Even if your check engine light is not on, you may have pending trouble codes stored in your computer. Your car's computer stores a code when it detects trouble, but it won't illuminate a warning light unless the problem happens repeatedly. An intermittent rough idle may not be enough, so having your codes read can help to shed some light on the issue. If you don't have a code reader, most auto parts stores will read the codes for you for free.

Understand the Likely Causes

Once you are armed with some diagnostic information and your engine's trouble codes, you can begin to look into your problem more seriously. While there are many potential causes for shaky cold-weather performance, two of the most common are failing engine temperature sensors and bad thermostats. In both cases, the underlying reason for a rough idle is an overly rich air to fuel mixture.

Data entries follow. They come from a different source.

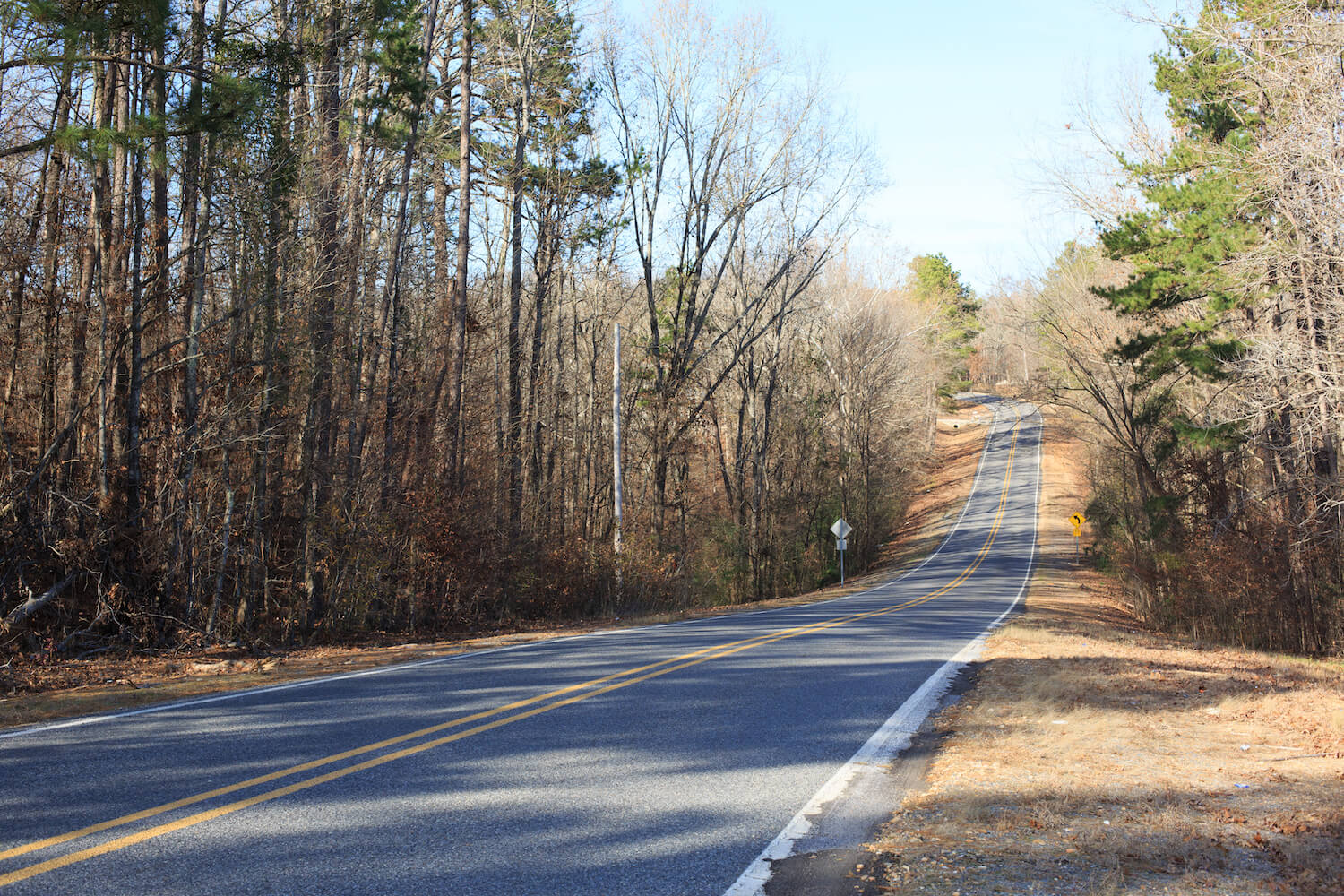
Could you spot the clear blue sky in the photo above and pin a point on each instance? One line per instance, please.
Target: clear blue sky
(960, 99)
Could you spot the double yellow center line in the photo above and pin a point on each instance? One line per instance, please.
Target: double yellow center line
(465, 726)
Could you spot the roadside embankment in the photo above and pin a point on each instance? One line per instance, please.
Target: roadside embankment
(1094, 756)
(43, 688)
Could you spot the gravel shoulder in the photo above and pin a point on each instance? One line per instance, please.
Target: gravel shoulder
(1094, 756)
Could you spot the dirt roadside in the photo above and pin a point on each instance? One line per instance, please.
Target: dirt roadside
(37, 688)
(1094, 756)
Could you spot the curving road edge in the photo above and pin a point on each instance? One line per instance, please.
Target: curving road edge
(849, 807)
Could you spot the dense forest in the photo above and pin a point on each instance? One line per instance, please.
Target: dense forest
(1201, 333)
(309, 317)
(309, 314)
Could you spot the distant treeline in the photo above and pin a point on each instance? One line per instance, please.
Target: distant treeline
(306, 320)
(1203, 333)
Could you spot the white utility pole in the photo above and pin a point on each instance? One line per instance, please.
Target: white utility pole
(616, 454)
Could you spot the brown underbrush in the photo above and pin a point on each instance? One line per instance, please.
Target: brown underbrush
(1097, 756)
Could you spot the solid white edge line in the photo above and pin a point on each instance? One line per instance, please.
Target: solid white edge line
(895, 732)
(401, 667)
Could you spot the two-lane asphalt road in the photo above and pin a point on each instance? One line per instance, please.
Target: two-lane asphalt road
(644, 761)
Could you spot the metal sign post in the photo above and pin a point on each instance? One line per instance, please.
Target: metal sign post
(841, 530)
(1078, 519)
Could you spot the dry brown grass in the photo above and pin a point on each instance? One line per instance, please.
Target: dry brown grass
(34, 689)
(1098, 758)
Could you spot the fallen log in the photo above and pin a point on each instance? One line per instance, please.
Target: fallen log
(35, 602)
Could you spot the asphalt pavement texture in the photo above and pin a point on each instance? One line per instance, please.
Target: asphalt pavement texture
(655, 761)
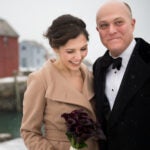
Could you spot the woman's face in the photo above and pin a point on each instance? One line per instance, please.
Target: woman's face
(73, 52)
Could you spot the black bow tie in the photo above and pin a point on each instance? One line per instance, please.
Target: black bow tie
(107, 60)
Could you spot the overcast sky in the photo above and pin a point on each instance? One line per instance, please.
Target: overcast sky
(31, 18)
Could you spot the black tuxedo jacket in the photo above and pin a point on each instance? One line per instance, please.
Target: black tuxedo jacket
(128, 124)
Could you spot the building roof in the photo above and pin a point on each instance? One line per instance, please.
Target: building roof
(6, 29)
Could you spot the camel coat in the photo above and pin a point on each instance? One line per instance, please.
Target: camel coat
(48, 95)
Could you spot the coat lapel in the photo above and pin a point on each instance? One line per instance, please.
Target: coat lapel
(136, 74)
(60, 90)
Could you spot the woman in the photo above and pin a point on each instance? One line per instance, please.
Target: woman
(58, 87)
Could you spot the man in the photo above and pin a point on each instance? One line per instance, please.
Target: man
(122, 91)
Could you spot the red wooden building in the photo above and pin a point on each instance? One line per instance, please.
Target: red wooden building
(9, 50)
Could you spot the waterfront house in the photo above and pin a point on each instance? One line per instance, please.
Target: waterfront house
(9, 50)
(32, 55)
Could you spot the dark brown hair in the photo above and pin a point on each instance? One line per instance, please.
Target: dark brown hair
(64, 28)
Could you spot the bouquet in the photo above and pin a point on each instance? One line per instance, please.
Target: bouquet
(80, 127)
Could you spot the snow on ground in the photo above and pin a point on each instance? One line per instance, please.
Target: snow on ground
(15, 144)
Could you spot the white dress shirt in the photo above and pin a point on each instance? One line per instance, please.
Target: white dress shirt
(114, 76)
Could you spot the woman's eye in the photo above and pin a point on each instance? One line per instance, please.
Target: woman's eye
(119, 23)
(84, 49)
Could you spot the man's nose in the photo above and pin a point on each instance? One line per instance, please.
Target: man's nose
(112, 29)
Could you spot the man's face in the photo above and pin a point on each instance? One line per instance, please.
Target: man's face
(115, 26)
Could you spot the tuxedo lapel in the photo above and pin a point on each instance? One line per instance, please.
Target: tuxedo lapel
(136, 74)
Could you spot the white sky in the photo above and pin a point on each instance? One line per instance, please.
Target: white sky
(31, 18)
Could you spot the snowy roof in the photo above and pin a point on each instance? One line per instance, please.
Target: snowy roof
(6, 29)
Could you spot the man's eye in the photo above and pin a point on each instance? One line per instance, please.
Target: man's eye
(119, 23)
(103, 26)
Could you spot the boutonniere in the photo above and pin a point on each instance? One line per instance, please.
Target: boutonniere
(80, 127)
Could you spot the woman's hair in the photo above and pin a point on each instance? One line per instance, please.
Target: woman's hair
(64, 28)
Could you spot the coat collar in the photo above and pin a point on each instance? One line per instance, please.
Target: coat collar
(138, 71)
(59, 89)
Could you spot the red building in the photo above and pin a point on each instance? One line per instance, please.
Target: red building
(9, 50)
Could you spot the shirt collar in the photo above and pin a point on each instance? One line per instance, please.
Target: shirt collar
(127, 53)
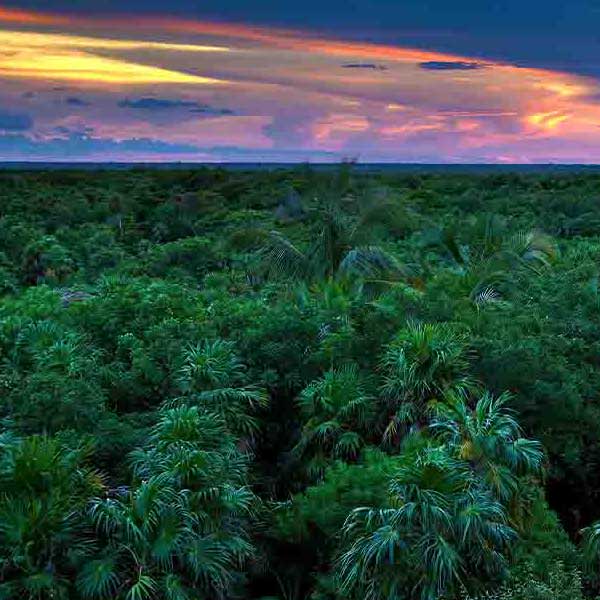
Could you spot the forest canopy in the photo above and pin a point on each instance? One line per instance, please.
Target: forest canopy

When your engine is cold, the computer uses a combustion mixture that is richer than usual. A thermostat that has failed to "open" will prevent your engine from warming up, and a temperature sensor that has gone bad may prevent your car's computer from realizing that the engine is up to temperature. In both cases, your fuel mixture runs rich and your idle will be rough.

Getting It Fixed

Most rough idle problems are not expensive to fix, and the costliest part is often the diagnostic effort that goes into finding the actual cause of the problem. By understand the likely causes of your rough idle, you can perform some essential diagnostic work yourself and provide your mechanic with the information they will need to get your car diagnosed and fixed more cost-effectively.